E trova finalmente una decodifica anche quel particolare modo di guardare agli ambienti, quel continuo alternare sguardi dall'esterno e dall'interno che ha sempre contraddistinto l'opera di Assayas, decodifica insita in quel frammento olandese, la bellissima scena ambientata nel museo di Harlem (OA: «il virtuosismo del tratto di Hals, della sua pennellata, mi affascinano fin dall'adolescenza [...] La pittura olandese, alla quale mi sono molto interessato quando ero studente, ha nutrito la mia pratica cinematografica. Gli interni/esterni di Peter de Hooch [foto] e il suo senso dello spazio così unico... Difficile non pensarci quando si costruiscono le inquadrature. Riflettendoci ora, non è probabilmente fortuito che la scoperta della pittura classica olandese sia per me contemporanea all'abbandono della pittura in favore del cinema)».
In questi anni l'autore ci ha regalato opere forse migliori: che abbia ricevuto un premio a Venezia per questo film (un contentino anche inopportuno: alla sceneggiatura) dice dei ritardi con cui i Festival si accorgono di maestri indiscutibili (Assayas gira dagli anni 80), ma fa senz'altro piacere un riconoscimento per un lavoro così sincero, che racconta di quegli anni con tenerezza autentica, senza patetismi o nostalgia, e che si chiude, come Irma Vep, con un lampo di incommensurabile bellezza, una sequenza, in cui, più delle altre, si riflette l'autore: il film sperimentale, in una piccola sala londinese, non si rivela altro se non una visione primaria, l'allucinazione del primo amore che ritorna. Assayas con un solo gesto, con un'intuizione che tutto sintetizza, dice scopertamente e con semplicità che, al di là di ogni considerazione estetica e dei furori avanguardistici, il cinema, come allora, gli fa ancora battere il cuore.

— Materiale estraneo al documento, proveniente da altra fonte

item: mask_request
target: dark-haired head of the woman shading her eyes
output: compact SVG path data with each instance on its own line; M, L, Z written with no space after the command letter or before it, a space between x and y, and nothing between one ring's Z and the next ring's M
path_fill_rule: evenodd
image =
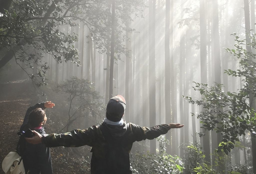
M29 114L29 127L35 128L37 127L41 122L44 122L45 118L45 111L41 108L36 108Z

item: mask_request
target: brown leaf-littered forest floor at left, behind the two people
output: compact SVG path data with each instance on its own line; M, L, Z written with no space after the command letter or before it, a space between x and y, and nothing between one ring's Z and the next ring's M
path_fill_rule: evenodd
M18 142L17 132L22 125L23 118L29 106L35 104L33 85L29 79L13 80L0 83L0 163L10 152L15 151ZM47 124L47 123L46 123ZM55 124L48 124L46 133L55 130ZM54 174L89 174L90 160L77 158L70 149L57 147L51 148L53 173ZM79 149L76 150L79 153ZM4 174L2 168L0 174Z

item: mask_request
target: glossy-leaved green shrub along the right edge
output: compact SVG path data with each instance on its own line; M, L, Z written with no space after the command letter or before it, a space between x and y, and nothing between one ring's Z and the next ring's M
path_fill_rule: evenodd
M236 71L226 70L225 73L232 76L242 78L243 87L238 92L225 92L222 90L223 85L215 83L209 87L207 84L196 83L193 87L195 91L199 91L203 96L201 100L195 100L191 97L184 97L189 103L203 106L205 111L197 115L202 128L205 131L216 130L221 132L223 140L218 146L218 151L228 154L234 148L235 141L239 141L238 136L245 135L245 131L255 132L256 130L256 111L249 103L250 97L256 97L256 63L253 61L256 54L246 50L245 41L239 40L234 34L236 40L236 50L226 49L227 52L233 54L240 63L240 69ZM252 35L255 37L255 35ZM254 39L255 40L255 39ZM249 44L254 46L255 43ZM221 111L220 109L223 109ZM192 115L194 115L192 113ZM202 137L204 132L199 133Z

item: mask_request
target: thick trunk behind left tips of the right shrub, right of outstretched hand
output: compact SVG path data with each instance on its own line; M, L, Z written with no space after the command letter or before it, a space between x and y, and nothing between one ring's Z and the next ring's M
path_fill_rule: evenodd
M201 83L207 83L207 50L206 50L206 12L205 12L205 0L200 0L200 76ZM201 96L202 98L204 96ZM203 107L200 108L200 111L205 111ZM202 126L202 124L200 124ZM211 163L211 152L210 152L210 140L209 132L206 131L206 135L203 138L203 150L206 155L206 161Z

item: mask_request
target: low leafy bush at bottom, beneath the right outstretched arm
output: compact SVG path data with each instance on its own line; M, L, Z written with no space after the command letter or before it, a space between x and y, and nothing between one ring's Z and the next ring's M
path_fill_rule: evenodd
M144 154L138 152L132 156L131 166L133 173L138 174L181 174L184 170L182 160L176 156L166 154L165 145L168 140L164 136L157 138L160 154Z

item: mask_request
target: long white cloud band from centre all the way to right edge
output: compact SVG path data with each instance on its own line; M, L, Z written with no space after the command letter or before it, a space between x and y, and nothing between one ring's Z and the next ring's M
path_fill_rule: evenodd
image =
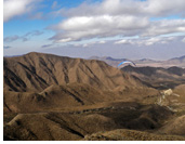
M149 22L146 17L129 15L80 16L63 21L51 29L57 31L51 39L61 42L115 36L157 37L185 32L185 19Z

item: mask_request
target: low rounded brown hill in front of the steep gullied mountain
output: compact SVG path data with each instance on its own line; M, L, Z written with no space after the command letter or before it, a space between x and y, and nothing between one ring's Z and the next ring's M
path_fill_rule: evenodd
M91 105L119 97L116 93L103 93L93 87L80 83L51 86L40 93L4 91L4 113L54 110L65 107Z

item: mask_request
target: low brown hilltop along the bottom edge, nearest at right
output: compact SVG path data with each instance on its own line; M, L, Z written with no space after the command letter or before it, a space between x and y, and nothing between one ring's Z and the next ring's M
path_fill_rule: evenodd
M143 131L118 129L87 135L83 141L185 141L185 138L179 135L161 135Z

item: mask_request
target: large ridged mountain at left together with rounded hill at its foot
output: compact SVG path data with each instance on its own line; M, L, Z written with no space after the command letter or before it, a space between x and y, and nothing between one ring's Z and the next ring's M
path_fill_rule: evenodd
M41 53L4 58L4 113L137 101L154 93L137 78L101 61Z

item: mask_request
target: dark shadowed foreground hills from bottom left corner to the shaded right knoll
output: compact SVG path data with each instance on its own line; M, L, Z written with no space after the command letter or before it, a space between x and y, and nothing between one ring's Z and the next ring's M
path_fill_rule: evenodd
M137 103L119 103L82 112L17 114L4 126L4 139L81 140L87 134L116 129L151 131L173 117L167 107ZM142 140L142 135L137 140Z

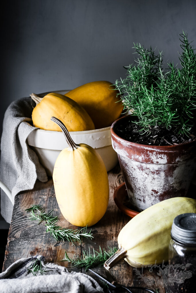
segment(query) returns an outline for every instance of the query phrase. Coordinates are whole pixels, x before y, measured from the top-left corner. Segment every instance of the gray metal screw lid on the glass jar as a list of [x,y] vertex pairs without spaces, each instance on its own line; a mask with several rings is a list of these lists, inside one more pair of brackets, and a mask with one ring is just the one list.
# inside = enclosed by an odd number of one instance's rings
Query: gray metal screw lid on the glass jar
[[196,214],[187,213],[175,217],[171,236],[182,244],[196,245]]

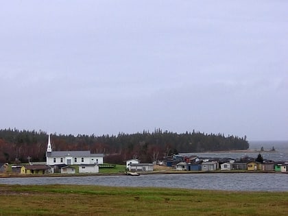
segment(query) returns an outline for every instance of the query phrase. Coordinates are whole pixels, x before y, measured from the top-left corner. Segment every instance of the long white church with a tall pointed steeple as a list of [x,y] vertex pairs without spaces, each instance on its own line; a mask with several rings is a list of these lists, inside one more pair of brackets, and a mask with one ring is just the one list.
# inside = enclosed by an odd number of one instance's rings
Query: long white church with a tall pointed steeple
[[47,165],[93,165],[103,164],[104,154],[91,154],[90,151],[56,151],[53,152],[48,136],[46,151]]

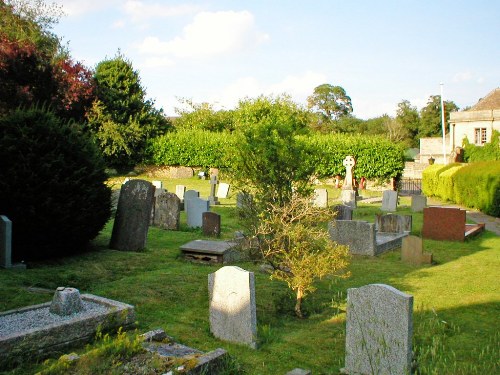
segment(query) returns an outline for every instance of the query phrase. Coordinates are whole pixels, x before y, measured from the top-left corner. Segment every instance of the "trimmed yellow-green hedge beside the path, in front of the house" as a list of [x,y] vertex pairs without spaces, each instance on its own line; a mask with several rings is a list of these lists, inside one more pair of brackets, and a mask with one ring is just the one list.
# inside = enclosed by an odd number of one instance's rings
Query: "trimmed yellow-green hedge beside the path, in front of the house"
[[422,191],[499,217],[500,161],[431,165],[422,173]]

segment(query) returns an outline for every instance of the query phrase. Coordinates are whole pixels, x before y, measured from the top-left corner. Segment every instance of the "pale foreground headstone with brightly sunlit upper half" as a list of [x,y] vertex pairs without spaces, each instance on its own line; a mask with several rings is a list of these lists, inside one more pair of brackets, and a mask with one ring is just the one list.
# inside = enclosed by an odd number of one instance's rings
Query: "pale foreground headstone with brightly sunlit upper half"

P.S. - Mi viene in mente che un'altra recente autobiografia che racconta la giovinezza dell'autore nel 68 e negli anni a seguire, quella teatrale di Tom Stoppard, è dominata dalla musica come strumento rivoluzionario, nel testo (i dialoghi che citano cripticamente le liriche dei brani dell'epoca) e in una colonna sonora (puntigliosamente prevista dal drammaturgo) sia diegetica (i personaggi che ascoltano i dischi) sia extradiegetica (l'accompagnamento dei cambi di scena con tanto di proiezione delle note di copertina dei 33 giri). Aleggia su tutto, come una misteriosa divinità, il fantasma di (guarda un po') Syd Barrett. Parlo di Rock'n'roll (2006).
Non riesco a ricordare gli anni Sessanta, dunque dovevo esserci.